Lina Sastri in scena al Santuario della Madonna dell’Arco

NAPOLI – Sarà Lina Sastri la straordinaria protagonista della settima serata della kermesse Spiritual Theatre, in scena domani, mercoledì 28 Dicembre alle ore 20.00 al Santuario della Madonna dell’Arco, Via Madonna dell’Arco N. 178- Sant’Anastasia (Napoli). La Sastri sarà interprete d’eccezione di poesie e canti dedicati al Santo Natale.

L’evento si inserisce nell’ambito della Kermesse Spiritual Theatre, la rassegna di eventi voluta e promossa da cinque comuni del Vesuviano: Sant’Anastasia, capofila, San Sebastiano al Vesuvio, Cercola, Somma Vesuviana e Castello di Cisterna.

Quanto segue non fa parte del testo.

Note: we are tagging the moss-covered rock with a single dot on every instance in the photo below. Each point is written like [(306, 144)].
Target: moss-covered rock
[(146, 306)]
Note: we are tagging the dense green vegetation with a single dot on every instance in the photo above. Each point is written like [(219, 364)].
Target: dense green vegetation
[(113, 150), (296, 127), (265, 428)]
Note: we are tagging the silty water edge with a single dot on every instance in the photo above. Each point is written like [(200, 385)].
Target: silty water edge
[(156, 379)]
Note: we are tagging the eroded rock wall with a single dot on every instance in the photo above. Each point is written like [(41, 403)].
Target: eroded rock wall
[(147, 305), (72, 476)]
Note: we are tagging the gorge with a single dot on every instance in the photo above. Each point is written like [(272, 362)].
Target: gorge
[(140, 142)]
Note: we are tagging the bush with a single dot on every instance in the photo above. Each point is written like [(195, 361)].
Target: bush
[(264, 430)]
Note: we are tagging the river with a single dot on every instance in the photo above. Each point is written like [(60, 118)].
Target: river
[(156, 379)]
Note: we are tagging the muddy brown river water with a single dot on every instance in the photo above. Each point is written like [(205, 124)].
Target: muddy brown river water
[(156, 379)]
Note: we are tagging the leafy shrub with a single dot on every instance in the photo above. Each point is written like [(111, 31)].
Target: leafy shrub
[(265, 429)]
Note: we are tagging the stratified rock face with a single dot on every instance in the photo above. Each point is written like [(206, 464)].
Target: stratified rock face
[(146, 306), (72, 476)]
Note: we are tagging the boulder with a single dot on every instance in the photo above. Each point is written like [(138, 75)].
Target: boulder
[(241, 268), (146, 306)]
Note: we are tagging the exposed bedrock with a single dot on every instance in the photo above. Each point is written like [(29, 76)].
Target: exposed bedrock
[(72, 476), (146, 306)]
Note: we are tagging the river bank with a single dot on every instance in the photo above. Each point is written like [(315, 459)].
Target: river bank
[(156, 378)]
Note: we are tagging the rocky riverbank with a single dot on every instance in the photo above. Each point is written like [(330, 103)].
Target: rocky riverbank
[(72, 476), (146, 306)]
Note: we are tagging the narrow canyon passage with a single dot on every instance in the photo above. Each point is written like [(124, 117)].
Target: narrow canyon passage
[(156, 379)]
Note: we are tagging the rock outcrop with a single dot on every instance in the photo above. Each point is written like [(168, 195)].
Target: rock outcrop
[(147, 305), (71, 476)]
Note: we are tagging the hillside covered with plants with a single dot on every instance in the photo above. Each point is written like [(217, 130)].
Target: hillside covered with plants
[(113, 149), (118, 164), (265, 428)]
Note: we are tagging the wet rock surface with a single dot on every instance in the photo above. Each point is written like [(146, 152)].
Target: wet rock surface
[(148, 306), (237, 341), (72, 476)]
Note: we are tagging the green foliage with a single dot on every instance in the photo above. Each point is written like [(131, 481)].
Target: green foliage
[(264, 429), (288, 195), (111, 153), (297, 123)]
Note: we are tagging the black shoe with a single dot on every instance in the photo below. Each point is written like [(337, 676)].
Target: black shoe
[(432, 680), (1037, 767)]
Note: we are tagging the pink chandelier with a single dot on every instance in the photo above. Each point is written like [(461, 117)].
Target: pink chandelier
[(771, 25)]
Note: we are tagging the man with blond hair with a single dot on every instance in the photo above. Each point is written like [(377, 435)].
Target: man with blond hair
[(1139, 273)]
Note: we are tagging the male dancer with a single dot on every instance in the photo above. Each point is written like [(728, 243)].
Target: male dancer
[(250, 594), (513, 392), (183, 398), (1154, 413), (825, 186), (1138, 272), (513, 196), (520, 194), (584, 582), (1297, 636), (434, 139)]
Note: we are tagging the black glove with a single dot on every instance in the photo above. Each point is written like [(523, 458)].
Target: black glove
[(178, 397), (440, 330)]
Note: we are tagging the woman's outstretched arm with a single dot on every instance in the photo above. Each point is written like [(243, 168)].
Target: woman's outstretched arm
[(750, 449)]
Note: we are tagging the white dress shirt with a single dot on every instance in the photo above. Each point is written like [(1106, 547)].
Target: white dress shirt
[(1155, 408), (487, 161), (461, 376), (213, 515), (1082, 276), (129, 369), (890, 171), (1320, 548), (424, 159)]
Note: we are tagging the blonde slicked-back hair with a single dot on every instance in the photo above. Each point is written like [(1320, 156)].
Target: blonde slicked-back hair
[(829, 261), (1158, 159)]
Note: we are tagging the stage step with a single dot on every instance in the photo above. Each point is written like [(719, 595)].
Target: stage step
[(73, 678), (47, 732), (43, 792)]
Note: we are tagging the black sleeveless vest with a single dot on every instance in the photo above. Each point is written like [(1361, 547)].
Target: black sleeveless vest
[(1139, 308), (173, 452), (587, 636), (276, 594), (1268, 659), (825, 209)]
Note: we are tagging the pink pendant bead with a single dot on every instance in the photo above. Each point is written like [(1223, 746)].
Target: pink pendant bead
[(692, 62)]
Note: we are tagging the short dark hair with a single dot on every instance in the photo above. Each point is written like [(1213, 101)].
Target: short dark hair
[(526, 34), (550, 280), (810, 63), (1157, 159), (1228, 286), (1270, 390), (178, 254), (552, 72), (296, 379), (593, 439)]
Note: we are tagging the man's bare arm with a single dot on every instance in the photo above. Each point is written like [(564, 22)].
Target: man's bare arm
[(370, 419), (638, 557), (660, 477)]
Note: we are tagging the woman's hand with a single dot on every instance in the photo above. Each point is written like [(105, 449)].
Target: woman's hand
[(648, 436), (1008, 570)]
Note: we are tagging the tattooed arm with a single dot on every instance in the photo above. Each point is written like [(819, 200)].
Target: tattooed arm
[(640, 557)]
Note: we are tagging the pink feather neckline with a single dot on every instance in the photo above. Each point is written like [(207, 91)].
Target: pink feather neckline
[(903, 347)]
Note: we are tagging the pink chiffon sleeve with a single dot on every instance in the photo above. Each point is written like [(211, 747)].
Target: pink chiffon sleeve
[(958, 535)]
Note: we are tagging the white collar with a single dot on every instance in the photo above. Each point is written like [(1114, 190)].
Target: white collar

Spiritual Theatre è una manifestazione finanziata dalla Regione Campania.

I suoni e le parole che la tradizione napoletana ha dedicato nel tempo al Natale, interpretati da Lina Sastri: sarà questo il cuore della serata al Santuario della Madonna dell’Arco, dove l’attrice napoletana regalerà dal palco quei suoni e quelle parole tanto cari al popolo napoletano.

 Una serata da non perdere quella con la Sastri, una donna che ha fatto la storia del Teatro e della musica di Napoli e non solo, riconosciuta ben oltre i confini della sua terra, per lo straordinario carisma e l’immensa caratura  artistica.